まーちゃん、あたしね、旦那を追い出したんじゃないの。相手の女の人にあげたの。私は・・夫をとても愛してたわ。でも彼は他の女の人を好きになってしまった。一度や二度の浮気じゃないの。本気で愛しちゃったの。だから許せなくって、憎んだわ・・憎んで、憎んで、そして・・・あげたの。

「どんなことがあっても ずっと家族でい続けることが子供の為だって思わなかったんですか?」

「思わなかったわ(キッパリ)。憎みあったあたし達が一緒にいたら、あなたにもっと嫌な思いをさせると思ったから。」

「あたしは間違ってたんでしょうか・・。あの時不倫を許してなかったら、離婚をしてたら、真彦は死なないで済んだのかしら・・。時間が解決してくれるかもしれない、て思ったの。また幸せになれるのかもしれない。家族やり直せるかもしれないって。

 家族・・なかった方が良かったのかしら。」・・・しーん・・。



 お父さんが心配するからと言われ千香子と一緒に寝室で寝ることになった五嶋課長。あらあら。

 彼は床に敷かれた布団に寝ました。手をつなごうとお願いする千香子の手を取る五嶋課長(つないじゃダメだって)。今まで甘えてた、思いやりがなかった、戻ってきてくれない?と言う千香子。「ごめん」と手を離される。


 夜中、お父さんが真尋のアイスノンを交換しにやってきます。目を覚ます真尋。

「お父さん・・ごめんね。こんな娘じゃ・・お父さん かわいそうだよね。」

「何言ってるんだ。」ゆっくり休めと言う優しい態度に驚く真尋。

「誤解すんなよ。二人を認めたわけじゃない。ただ・・お前の気持ちも・・わかるから。」



 朝、五嶋課長は父に本当のことを話す。子供はできてないと。

「お前が戻るのが一番いいに決まってるだろ。 母さん病気だよ。乳ガンの手術をした。我慢が足らない。目を覚ませ。 こんなこと母さんに言えないからな。少し考えろ。」などなど言われてしまいます。でも、お母さんだったらきっと・・「まだ若いんだし、子供もいないんだから、いいんじゃなーい。」て言うんじゃないかしら・・。

 親父に話したと千香子に言って出て行く五嶋課長。


 藤谷家では お父さんとお母さんが二人でスキヤキの材料の買い出しに。真尋に栄養をつけさせようと。

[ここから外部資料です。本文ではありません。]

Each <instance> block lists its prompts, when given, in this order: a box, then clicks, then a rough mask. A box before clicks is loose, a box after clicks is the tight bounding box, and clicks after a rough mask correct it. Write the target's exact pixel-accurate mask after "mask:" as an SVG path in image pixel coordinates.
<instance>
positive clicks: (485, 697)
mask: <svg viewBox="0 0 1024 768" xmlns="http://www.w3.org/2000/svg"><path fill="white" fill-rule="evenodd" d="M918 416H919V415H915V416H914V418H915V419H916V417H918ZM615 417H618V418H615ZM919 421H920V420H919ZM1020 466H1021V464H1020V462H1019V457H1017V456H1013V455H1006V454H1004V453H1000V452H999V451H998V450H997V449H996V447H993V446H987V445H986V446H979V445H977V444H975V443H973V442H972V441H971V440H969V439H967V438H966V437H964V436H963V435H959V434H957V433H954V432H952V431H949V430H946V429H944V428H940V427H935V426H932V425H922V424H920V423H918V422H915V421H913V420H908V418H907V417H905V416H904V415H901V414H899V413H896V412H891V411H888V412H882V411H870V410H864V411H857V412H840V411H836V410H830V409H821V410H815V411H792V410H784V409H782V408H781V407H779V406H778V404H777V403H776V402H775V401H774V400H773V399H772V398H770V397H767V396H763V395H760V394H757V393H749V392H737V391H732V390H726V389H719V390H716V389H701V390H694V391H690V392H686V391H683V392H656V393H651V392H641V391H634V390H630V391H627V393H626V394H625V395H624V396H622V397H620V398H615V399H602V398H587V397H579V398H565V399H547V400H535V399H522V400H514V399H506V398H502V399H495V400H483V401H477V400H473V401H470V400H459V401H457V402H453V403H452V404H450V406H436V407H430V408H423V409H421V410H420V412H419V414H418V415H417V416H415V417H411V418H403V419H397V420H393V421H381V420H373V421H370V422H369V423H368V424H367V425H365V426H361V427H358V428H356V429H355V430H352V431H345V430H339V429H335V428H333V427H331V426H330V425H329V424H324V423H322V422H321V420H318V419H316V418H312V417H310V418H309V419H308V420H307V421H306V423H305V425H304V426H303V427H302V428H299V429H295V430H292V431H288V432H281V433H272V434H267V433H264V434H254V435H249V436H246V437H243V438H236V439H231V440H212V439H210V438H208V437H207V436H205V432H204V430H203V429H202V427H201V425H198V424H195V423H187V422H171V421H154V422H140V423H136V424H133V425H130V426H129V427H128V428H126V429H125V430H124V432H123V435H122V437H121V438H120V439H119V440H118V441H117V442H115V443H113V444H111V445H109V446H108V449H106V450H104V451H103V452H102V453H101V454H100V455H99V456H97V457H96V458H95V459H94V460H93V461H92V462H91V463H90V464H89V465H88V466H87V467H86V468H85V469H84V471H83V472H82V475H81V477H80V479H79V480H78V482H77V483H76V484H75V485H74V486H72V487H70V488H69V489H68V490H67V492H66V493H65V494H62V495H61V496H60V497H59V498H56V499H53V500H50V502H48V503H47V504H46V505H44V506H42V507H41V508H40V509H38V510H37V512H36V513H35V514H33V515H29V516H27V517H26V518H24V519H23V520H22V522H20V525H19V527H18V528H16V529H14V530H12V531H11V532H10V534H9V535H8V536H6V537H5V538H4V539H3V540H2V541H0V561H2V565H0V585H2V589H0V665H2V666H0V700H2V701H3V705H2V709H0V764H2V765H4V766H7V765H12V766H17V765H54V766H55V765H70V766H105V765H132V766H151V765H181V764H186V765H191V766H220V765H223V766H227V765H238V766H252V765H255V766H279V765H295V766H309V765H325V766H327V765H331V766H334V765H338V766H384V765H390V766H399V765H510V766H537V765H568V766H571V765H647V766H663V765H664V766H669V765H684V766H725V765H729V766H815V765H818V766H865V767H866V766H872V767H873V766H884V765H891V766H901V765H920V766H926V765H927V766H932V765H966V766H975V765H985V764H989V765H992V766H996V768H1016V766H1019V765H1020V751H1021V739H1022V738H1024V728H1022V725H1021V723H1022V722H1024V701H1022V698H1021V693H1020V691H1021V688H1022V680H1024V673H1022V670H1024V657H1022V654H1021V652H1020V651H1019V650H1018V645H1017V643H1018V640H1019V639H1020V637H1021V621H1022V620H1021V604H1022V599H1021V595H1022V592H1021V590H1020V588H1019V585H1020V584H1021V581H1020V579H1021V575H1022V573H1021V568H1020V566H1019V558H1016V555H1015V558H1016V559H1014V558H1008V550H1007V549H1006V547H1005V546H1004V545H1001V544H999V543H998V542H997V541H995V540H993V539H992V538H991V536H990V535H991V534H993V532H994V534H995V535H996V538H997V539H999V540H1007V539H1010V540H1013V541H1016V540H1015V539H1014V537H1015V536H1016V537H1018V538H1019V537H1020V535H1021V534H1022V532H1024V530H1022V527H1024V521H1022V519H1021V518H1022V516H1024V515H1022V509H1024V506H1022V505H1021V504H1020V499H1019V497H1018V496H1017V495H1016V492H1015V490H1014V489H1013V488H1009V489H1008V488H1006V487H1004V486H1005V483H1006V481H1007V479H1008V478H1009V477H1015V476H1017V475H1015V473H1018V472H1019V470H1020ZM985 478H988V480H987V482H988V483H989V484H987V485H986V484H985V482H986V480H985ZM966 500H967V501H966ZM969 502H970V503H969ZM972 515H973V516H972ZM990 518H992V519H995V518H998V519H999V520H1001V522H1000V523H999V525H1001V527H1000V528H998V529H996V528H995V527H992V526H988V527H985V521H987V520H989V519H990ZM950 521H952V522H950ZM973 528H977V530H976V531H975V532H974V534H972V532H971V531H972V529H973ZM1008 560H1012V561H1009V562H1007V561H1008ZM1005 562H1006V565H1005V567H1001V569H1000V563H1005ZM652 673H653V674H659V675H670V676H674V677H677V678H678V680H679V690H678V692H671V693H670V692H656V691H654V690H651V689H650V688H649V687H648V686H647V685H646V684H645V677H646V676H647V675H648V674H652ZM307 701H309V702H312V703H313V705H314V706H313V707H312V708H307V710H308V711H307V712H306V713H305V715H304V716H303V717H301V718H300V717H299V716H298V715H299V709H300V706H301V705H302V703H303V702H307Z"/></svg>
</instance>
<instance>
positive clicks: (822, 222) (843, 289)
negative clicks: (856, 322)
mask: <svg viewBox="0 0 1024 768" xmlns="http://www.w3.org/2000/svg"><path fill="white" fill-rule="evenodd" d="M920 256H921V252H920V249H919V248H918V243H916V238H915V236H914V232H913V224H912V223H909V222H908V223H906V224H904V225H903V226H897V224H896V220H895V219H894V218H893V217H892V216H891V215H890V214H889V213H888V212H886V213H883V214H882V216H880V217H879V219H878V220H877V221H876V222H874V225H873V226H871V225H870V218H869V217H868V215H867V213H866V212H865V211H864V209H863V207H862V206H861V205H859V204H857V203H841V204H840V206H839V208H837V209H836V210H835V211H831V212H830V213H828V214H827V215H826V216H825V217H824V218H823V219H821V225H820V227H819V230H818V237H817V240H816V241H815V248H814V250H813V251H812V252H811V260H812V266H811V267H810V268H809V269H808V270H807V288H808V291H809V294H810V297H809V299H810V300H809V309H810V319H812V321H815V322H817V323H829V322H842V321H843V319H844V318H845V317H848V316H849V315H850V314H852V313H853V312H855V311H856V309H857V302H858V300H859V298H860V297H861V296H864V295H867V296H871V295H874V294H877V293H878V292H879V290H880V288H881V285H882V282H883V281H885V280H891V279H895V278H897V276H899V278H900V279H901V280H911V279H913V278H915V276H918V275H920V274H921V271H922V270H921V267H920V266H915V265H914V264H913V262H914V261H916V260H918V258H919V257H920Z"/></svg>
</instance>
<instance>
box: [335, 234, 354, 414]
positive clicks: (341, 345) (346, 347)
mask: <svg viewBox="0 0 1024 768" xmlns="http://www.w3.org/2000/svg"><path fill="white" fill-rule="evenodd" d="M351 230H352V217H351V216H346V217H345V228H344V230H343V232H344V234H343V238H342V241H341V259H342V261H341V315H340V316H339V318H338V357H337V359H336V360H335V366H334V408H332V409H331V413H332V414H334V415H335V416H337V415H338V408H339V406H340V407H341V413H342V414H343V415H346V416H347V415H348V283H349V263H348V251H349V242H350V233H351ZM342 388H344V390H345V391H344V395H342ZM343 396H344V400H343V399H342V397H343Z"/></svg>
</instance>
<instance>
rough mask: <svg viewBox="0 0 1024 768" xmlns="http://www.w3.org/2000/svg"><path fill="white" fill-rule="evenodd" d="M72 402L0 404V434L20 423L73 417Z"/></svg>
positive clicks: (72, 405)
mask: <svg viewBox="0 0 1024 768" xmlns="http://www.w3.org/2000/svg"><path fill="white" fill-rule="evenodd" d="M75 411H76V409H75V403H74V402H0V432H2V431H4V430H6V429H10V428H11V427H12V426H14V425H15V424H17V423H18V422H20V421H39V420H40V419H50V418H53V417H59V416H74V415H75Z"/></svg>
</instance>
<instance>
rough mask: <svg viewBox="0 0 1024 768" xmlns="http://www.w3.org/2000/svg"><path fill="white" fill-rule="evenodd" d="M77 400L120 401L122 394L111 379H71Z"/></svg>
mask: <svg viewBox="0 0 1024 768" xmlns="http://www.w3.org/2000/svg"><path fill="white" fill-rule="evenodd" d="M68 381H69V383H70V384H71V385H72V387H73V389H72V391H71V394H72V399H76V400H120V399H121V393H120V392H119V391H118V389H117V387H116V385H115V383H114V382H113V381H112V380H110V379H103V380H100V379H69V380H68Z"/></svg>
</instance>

 千香子は新宿をフラフラ。偶然 中鉢君とぶつかり、HISの封筒を見て泣き出してしまいます。

 二人はそのまま一緒に、酒を飲みます。お互いの傷をなめあうようなヤバイ雰囲気。「未練・・て どうやったら忘れられるんだろうね。」


 五嶋課長はアパートに真尋がいないので藤谷家に電話をしてみます。真尋 発見。父に全てを話したと報告。

 玄関のチャイムか鳴り、買い物から両親が帰ってきたと思い由真がドアを開けました。真尋も おばあちゃまも玄関へ。

 立っていたのは、由真に道を訊ねたあの男の子でした。

 そこへお父さんとお母さんも帰ってきます。皆 勢揃い。彼はお父さんに、

「どうして裏切ったんですか?どうして俺とお袋 捨てたんですか?」



 重い展開ですねー。あまり楽しいシーンがないんですよね。五嶋課長はなかなか本当には奥さんと別れられないし、やっとちょっと いい感じになってきた藤谷家には また大トラブルが・・。それにしても とよた真帆には年下の男の子が よく似合いますねー。いしだ壱成より袴田吉彦みたいなタイプの方が似合っているみたい。